Otto Dix schrieb sich 1923 als Meisterschüler an der Düsseldorfer Akademie ein und bekam so die Möglichkeit ein Atelier zu beziehen. An der Akademie konnte er seine Kenntnisse und sein Wissen im Umgang mit Radierungen verbessern.
Besonders aber stechen seine Porträts hervor. Mit denen er sich allmählich einen Namen machte. Sie bilden ein eigenständiges Sujet in seinem Werk.
„Porträtmalen wird heute von den Modernen für eine subalterne künstlerische Beschäftigung gehalten; dabei ist es eine der reizvollsten und schwersten Arbeiten für einen Maler. Vor vielen Jahren sagte Max Liebermann einmal zu mir: ‚Malen Sie nur viel Porträt! Bei uns Deutschen ist sowieso alles Porträt, was wir malen!’“ [4]
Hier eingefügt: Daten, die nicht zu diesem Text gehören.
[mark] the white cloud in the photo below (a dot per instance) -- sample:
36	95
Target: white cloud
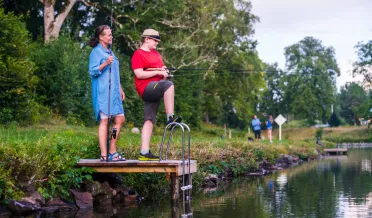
337	23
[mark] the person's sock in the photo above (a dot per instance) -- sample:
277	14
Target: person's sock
168	115
144	151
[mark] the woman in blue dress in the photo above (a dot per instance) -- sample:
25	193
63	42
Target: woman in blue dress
269	125
101	61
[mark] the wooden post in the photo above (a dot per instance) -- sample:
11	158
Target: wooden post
175	209
187	193
175	187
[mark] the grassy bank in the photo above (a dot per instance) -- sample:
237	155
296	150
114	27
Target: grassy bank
43	157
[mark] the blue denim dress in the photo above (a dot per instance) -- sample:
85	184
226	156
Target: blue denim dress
100	83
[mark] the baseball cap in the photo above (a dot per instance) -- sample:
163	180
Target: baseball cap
151	33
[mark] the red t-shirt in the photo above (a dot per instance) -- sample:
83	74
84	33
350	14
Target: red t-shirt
146	59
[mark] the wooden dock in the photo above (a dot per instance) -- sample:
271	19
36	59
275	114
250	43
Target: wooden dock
173	169
330	151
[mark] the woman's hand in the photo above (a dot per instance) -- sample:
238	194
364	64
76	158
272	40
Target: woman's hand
109	60
122	94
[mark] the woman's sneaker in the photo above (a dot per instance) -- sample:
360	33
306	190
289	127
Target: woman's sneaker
173	118
148	156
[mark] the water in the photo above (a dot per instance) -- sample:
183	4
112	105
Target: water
333	187
337	186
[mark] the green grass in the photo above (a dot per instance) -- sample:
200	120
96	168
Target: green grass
45	155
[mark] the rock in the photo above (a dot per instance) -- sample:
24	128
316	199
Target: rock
228	172
62	205
50	210
213	178
103	201
5	213
85	213
35	198
284	161
135	130
295	158
255	173
95	188
82	200
22	207
113	179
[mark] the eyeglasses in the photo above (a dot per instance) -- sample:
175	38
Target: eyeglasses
103	28
155	38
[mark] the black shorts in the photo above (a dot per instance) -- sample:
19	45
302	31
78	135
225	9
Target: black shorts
257	134
152	95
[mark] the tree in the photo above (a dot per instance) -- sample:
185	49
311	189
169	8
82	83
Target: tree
350	98
363	66
52	21
310	79
17	79
334	121
272	101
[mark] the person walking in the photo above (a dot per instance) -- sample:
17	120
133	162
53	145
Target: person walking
269	125
256	124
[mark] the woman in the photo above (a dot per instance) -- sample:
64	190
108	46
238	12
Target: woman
102	61
256	124
269	125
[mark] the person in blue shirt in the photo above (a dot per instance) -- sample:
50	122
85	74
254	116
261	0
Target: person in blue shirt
101	61
256	125
269	125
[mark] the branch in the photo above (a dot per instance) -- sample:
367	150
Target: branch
129	17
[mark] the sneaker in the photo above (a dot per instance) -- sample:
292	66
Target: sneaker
148	156
174	118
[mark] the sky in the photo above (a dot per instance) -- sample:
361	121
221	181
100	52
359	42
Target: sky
337	23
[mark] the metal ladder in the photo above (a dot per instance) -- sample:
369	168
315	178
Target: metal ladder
186	181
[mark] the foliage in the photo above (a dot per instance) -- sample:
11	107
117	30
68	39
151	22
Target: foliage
17	79
47	163
334	121
363	66
319	133
272	101
350	99
310	79
64	79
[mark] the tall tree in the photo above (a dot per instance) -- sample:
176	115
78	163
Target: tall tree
311	79
351	96
363	66
272	101
17	79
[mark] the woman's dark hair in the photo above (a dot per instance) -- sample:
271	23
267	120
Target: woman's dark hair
95	39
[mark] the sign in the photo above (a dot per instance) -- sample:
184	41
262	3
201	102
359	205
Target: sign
280	120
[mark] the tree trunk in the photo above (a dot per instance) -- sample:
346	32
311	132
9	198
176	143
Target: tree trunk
48	19
52	23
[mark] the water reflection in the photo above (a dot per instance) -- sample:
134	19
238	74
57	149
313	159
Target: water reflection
333	187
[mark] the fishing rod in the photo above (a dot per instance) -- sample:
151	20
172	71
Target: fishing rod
243	71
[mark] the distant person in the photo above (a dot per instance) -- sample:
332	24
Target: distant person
269	125
102	63
256	125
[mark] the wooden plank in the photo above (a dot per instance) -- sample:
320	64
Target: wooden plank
135	166
335	150
175	187
110	169
98	163
193	169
Das in der Ausstellung gezeigte Bildnis von Max John, 1920 entstanden, weist bereits die Richtung seiner malerischen Entwicklung auf. John war Drucker und druckte später auch Holzschnitte für Dix. Trotz einiger noch beibehaltener Kriterien aus dem Expressionismus, der schnelle Pinselstrich oder die scharfen Konturen, zeigt sich in dem Bildnis eine klare Formensprache. Der blutrote Hintergrund bestätigt die linke politische Einstellung Johns.
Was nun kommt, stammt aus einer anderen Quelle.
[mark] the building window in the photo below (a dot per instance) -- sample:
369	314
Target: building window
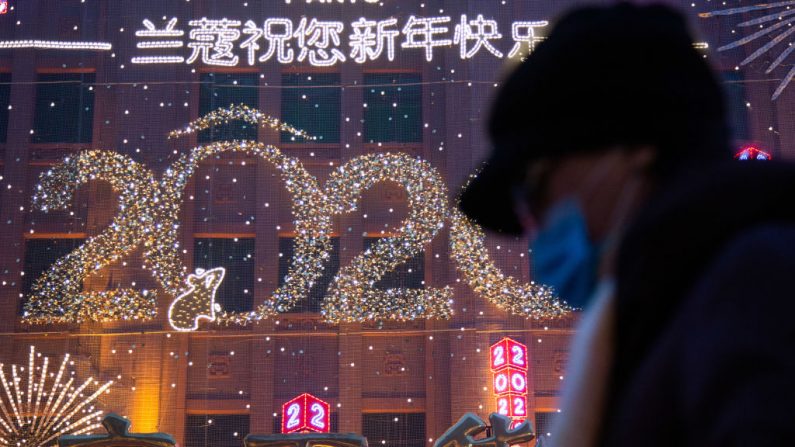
393	111
409	275
5	100
737	111
314	300
64	108
216	430
223	90
40	254
394	429
235	255
544	421
311	102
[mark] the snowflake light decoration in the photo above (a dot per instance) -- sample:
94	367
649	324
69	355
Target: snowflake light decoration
34	412
777	25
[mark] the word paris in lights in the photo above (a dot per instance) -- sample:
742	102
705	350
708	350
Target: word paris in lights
148	217
228	43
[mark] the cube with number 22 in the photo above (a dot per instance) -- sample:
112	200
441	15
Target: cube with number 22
508	353
305	413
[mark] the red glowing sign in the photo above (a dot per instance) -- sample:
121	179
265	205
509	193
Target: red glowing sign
305	413
512	405
509	363
752	153
508	353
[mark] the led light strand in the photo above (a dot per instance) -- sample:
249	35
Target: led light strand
57	295
55	45
312	223
238	112
468	250
25	422
351	296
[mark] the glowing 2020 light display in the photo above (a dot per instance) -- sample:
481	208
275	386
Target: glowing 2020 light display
149	212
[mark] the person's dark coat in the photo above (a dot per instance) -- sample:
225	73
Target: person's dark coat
705	338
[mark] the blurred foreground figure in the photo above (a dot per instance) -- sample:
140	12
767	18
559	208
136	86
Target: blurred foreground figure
611	145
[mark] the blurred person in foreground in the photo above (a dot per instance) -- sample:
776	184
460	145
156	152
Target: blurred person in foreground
610	144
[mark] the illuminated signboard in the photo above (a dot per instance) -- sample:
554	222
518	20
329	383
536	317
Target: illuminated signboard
508	363
323	43
305	413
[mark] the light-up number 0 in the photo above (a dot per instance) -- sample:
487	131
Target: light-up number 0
319	416
502	406
518	406
293	414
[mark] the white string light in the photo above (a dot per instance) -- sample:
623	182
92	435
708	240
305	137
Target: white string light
55	45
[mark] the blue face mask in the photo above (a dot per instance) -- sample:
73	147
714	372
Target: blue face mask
564	256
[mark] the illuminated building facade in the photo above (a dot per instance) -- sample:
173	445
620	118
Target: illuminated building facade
420	86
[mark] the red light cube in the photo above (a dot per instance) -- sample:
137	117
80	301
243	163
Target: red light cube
513	405
508	353
305	413
510	380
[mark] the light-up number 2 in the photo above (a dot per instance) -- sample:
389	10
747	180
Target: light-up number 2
318	420
518	355
293	413
518	406
502	406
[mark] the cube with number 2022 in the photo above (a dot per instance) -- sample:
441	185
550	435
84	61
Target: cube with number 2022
508	353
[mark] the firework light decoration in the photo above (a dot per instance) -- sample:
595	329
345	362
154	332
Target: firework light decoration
35	412
777	25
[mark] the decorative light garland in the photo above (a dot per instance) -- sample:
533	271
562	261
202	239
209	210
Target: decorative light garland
57	295
351	295
37	416
238	112
55	45
312	223
468	250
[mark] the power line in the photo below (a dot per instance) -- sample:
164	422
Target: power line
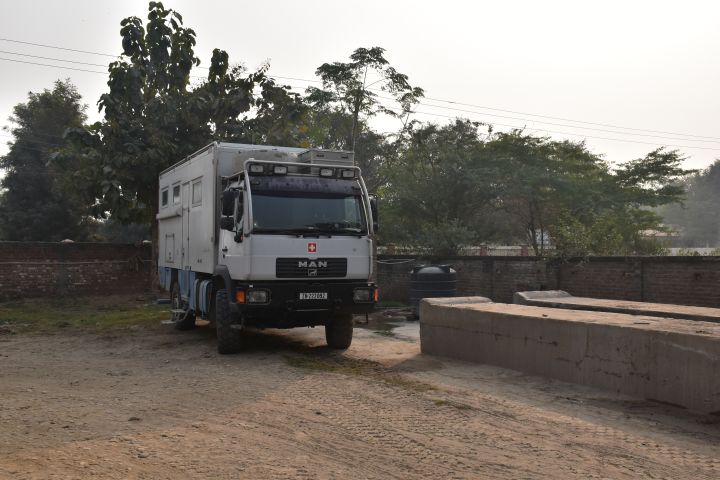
699	137
55	66
564	125
569	119
52	58
57	48
579	134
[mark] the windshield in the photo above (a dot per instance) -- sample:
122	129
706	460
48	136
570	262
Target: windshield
277	213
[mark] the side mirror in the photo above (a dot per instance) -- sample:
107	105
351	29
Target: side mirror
228	203
227	223
374	212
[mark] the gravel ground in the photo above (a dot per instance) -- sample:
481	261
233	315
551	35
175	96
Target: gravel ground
154	403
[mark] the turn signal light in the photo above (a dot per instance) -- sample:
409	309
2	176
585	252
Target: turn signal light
240	296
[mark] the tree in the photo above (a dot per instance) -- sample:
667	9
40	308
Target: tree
346	88
39	202
439	184
153	116
540	180
343	106
699	216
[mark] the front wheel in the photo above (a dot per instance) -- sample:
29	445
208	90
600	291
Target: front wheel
229	339
338	331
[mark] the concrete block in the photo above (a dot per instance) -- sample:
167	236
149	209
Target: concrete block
668	360
562	299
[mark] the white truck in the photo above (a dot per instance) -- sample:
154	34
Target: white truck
255	236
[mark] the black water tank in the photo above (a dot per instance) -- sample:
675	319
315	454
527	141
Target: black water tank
431	281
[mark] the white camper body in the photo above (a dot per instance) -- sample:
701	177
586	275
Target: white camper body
285	233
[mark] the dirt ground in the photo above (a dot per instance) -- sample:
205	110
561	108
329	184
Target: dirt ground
154	403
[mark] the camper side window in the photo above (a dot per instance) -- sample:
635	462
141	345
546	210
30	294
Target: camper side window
197	192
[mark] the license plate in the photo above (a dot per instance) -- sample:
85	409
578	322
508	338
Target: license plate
313	296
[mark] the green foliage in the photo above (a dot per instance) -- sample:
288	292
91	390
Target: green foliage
448	187
346	92
699	217
39	202
439	183
154	117
608	233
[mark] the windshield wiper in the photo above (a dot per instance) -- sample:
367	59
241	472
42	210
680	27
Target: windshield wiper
282	231
336	227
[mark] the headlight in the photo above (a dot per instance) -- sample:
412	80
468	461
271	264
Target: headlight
362	295
258	296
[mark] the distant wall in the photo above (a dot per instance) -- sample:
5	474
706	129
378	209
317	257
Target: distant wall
34	269
678	280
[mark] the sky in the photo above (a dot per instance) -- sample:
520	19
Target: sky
627	77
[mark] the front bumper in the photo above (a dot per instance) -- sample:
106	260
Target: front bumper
285	308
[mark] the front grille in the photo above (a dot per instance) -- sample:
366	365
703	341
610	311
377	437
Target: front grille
310	268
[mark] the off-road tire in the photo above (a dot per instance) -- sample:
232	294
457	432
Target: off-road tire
181	322
338	331
229	339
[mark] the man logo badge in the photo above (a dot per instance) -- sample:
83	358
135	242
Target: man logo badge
312	266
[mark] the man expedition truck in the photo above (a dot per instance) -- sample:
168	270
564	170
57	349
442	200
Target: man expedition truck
266	237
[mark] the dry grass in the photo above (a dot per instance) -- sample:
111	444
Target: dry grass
44	315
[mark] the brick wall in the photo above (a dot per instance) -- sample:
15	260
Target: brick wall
679	280
32	269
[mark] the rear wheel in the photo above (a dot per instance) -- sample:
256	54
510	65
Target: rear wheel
338	331
183	318
229	339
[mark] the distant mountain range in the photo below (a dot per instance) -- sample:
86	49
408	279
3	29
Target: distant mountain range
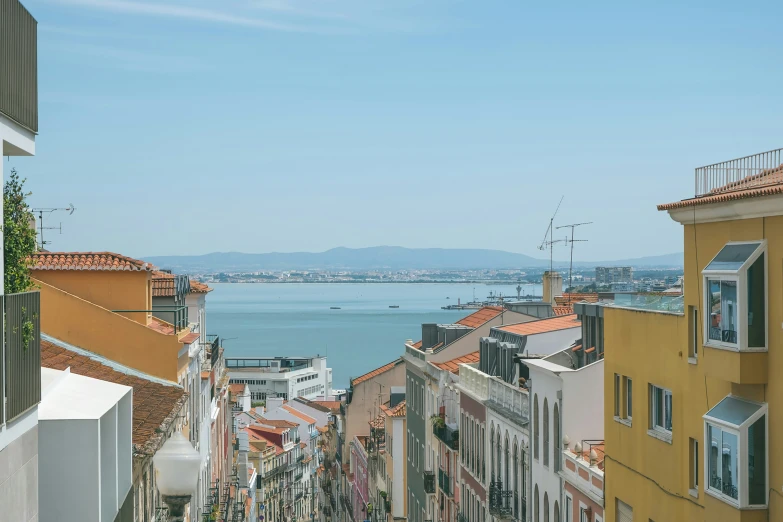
386	257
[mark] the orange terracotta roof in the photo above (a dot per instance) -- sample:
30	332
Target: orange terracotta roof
298	414
155	405
568	298
189	338
766	183
160	326
453	365
86	261
481	316
552	324
197	287
383	369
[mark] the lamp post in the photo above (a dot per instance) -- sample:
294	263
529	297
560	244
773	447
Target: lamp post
177	465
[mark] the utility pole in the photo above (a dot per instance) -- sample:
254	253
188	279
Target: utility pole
572	241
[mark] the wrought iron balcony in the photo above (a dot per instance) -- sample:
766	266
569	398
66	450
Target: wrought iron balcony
20	372
444	483
429	482
500	500
19	65
447	435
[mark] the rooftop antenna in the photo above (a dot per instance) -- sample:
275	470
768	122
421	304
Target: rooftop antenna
41	211
572	241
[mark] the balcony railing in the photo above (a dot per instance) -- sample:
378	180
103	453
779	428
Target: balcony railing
20	369
500	500
737	174
429	482
19	64
447	435
444	483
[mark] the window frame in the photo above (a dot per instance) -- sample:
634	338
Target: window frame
740	276
741	432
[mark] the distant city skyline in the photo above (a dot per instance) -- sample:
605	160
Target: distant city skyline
274	126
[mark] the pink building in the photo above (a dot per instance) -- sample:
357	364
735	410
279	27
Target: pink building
360	477
583	480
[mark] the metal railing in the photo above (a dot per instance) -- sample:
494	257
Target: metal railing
737	174
444	483
429	482
447	435
20	369
19	64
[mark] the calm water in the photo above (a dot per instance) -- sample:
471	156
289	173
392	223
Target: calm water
295	319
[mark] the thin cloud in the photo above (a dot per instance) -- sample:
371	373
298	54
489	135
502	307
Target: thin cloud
187	13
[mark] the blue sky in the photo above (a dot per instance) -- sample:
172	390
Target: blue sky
187	127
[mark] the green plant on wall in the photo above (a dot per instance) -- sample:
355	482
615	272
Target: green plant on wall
18	236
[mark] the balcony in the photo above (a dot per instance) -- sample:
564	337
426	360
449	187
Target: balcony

Zu jedem verschiedenen Typ Mensch fand Dix die passende Farbe, um ihn zu charakterisieren. Die Farbe unterstützt die enorme Ausdruckskraft der Bilder.
„Nun ist nicht nur die Form, sondern auch die Farbe von größter Wichtigkeit und ein Mittel, das Individuelle auszudrücken. Jeder Mensch hat seine ganz spezielle Farbe, die sich auf dem ganzen Bild auswirkt.“ [5]
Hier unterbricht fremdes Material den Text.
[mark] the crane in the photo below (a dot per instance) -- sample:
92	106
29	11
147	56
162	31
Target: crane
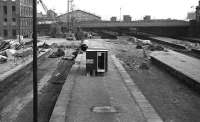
55	27
44	6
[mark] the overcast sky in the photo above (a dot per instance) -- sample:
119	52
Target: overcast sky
158	9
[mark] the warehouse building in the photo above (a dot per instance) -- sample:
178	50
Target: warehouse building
127	18
15	15
78	16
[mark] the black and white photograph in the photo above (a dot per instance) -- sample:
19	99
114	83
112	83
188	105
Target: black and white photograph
99	60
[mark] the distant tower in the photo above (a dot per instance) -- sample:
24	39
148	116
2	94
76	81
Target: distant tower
113	19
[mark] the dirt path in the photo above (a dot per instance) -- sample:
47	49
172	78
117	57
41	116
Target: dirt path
171	98
16	102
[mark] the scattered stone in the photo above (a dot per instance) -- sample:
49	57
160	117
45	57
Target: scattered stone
144	66
139	47
59	53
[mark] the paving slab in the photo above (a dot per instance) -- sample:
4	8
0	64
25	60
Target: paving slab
185	65
81	94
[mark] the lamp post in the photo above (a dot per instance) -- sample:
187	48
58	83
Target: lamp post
35	94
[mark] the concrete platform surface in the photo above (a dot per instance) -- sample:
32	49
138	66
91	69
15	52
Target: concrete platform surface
187	65
82	96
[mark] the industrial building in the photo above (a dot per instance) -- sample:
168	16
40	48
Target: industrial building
147	18
198	12
127	18
15	15
78	16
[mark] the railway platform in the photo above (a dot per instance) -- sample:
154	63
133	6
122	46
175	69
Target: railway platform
113	97
182	66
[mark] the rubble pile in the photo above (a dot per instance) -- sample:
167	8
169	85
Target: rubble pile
4	45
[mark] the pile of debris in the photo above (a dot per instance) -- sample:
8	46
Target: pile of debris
58	53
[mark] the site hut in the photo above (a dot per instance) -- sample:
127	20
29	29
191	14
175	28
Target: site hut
96	61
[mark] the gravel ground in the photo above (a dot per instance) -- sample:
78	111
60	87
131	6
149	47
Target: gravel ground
172	99
16	103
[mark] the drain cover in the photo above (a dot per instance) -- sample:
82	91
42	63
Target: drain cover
104	109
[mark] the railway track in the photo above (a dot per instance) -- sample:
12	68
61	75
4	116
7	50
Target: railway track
179	47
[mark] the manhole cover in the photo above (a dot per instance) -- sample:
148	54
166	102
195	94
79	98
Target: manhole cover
104	109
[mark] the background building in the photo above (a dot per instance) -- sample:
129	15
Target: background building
127	18
191	16
15	15
113	19
198	12
147	18
78	16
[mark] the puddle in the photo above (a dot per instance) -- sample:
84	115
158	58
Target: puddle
105	109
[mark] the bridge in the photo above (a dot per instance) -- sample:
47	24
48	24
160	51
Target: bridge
157	27
151	23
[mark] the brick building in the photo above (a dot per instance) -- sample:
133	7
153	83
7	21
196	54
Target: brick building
127	18
113	19
14	13
198	12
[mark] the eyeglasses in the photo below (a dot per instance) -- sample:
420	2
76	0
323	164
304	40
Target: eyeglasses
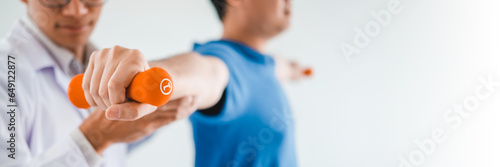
62	3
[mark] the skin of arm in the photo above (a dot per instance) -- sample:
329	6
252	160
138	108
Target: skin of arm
204	77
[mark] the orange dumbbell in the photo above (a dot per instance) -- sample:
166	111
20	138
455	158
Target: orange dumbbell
153	86
308	72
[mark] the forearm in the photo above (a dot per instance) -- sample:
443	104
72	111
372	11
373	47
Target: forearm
197	76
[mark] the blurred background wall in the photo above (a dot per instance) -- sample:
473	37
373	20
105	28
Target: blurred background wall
383	106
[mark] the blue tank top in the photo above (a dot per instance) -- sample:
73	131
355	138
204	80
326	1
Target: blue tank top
254	126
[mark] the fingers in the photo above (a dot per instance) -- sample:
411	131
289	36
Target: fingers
104	85
86	81
109	73
119	81
129	111
95	82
Dies zeigt sich beispielhaft an dem Porträt der Tänzerin Anita Berber von 1925. Die Dargestellte ist ganz in Rot dargestellt, nur ihr Gesicht und die Hände weichen von der Farbigkeit ab durch die hellen Rosa- bzw. Weißtöne. Der Hintergrund ist ebenfalls blutrot und nur ein leichter Schein, der sie umgibt, grenzt sie vom Hintergrund ab. Rot ist die Farbe für das Verruchte, das Sinnliche, die Liebe, aber Rot vermittelt auch etwas Böses, Teuflisches. Anita Berber ist hier ist die Personifizierung der Zügellosigkeit, des Glanzes und auch des beginnenden Untergangs der Weimarer Republik und der „Roaring Twenties“ in einem einzigen Bildnis.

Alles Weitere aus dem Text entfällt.